Thread: Server/Client Encoding Errors

Server/Client Encoding Errors

From
APseudoUtopia
Date:
Hey,

I'm having some problems when inserting special characters into a
column. Here's the table:

----------------------------------
                                     Table "public.users_history_ip"
   Column   |            Type             |                           Modifiers
------------+-----------------------------+---------------------------------------------------------------
 id         | bigint                      | not null default
nextval('users_history_ip_id_seq'::regclass)
 userid     | integer                     | not null
 ip         | inet                        | not null
 hostname   | character varying(512)      | not null
 geoip_info | character varying(512)      | not null
 start_time | timestamp without time zone | not null
 last_seen  | timestamp without time zone | not null
 type       | ip_history_type             | not null
Indexes:
    "users_history_ip_pkey" PRIMARY KEY, btree (id)
Foreign-key constraints:
    "users_history_ip_userid_fkey" FOREIGN KEY (userid) REFERENCES
users_main(id) ON DELETE CASCADE
----------------------------------

I'm trying to insert information into the geoip_info column.
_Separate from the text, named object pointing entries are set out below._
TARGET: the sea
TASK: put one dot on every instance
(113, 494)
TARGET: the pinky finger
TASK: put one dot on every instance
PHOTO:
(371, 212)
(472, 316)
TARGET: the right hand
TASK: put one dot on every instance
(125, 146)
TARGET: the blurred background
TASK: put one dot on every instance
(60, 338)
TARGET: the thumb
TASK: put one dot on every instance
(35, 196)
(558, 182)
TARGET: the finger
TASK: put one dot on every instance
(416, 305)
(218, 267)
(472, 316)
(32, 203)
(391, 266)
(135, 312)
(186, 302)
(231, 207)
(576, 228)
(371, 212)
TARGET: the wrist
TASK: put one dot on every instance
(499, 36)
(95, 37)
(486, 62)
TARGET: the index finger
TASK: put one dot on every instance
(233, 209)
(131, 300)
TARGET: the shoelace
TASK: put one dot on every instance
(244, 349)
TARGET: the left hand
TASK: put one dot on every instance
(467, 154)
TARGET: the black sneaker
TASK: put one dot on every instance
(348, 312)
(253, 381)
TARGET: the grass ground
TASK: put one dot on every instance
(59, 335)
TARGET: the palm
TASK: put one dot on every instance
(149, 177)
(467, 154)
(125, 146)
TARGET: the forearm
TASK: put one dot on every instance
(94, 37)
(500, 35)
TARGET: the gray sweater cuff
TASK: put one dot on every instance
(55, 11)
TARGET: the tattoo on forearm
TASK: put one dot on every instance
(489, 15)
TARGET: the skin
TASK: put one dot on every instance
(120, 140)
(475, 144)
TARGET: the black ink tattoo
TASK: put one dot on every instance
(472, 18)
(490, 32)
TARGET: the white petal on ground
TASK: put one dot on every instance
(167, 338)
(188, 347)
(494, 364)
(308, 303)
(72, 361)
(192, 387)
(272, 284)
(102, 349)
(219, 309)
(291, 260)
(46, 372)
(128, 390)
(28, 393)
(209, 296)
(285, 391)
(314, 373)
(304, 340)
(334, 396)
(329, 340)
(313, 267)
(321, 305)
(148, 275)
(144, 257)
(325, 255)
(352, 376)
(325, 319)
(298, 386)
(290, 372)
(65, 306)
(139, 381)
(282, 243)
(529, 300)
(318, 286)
Here's
some of the information that I'm trying to insert, and the errors:

'Portugal, 09, Vila Real De Santo António'
ERROR:  invalid byte sequence for encoding "UTF8": 0xf36e696f

'Norway, 08, Ålesund'
ERROR:  invalid byte sequence for encoding "UTF8": 0xc56c

'Portugal, 04, Vila Nova De Famalicão'
ERROR:  invalid byte sequence for encoding "UTF8": 0xe36f2c

The locale on the server is "C" and the encoding is "UTF8". I thought
the UTF8 encoding would allow characters like this? Why is it
disallowing it?
Note, the GeoIP info is generated automatically by a module, so I am
unable to determine exactly what characters will be returned.

Thanks for the help.

Re: Server/Client Encoding Errors

From
"Albe Laurenz"
Date:
APseudoUtopia wrote:
> I'm having some problems when inserting special characters into a
> column. Here's the table:
> 
> ----------------------------------
>                                      Table "public.users_history_ip"
>    Column   |            Type             |                           Modifiers
> ------------+-----------------------------+---------------------------------------------------------------
>  id         | bigint                      | not null default nextval('users_history_ip_id_seq'::regclass)
>  userid     | integer                     | not null
>  ip         | inet                        | not null
>  hostname   | character varying(512)      | not null
>  geoip_info | character varying(512)      | not null
>  start_time | timestamp without time zone | not null
>  last_seen  | timestamp without time zone | not null
>  type       | ip_history_type             | not null
> Indexes:
>     "users_history_ip_pkey" PRIMARY KEY, btree (id)
> Foreign-key constraints:
>     "users_history_ip_userid_fkey" FOREIGN KEY (userid) REFERENCES users_main(id) ON DELETE CASCADE
> ----------------------------------
> 
> I'm trying to insert information into the geoip_info column. Here's
> some of the information that I'm trying to insert, and the errors:
> 
> 'Portugal, 09, Vila Real De Santo António'
> ERROR:  invalid byte sequence for encoding "UTF8": 0xf36e696f
> 
> 'Norway, 08, Ålesund'
> ERROR:  invalid byte sequence for encoding "UTF8": 0xc56c
> 
> 'Portugal, 04, Vila Nova De Famalicão'
> ERROR:  invalid byte sequence for encoding "UTF8": 0xe36f2c
> 
> The locale on the server is "C" and the encoding is "UTF8". I thought
> the UTF8 encoding would allow characters like this? Why is it
> disallowing it?
> Note, the GeoIP info is generated automatically by a module, so I am
> unable to determine exactly what characters will be returned.

The UTF8 encoding allows you to store the characters ó, Å and ã, but
you have to encode them correctly.

Judging from the error messages, you have set your client_encoding to UTF8,
but feed data that are encoded in LATIN1 or WIN1252.

If you feed the client LATIN1 data, set client_encoding to LATIN1 so
that PostgreSQL can correctly convert the characters to UTF-8.

Yours,
Laurenz Albe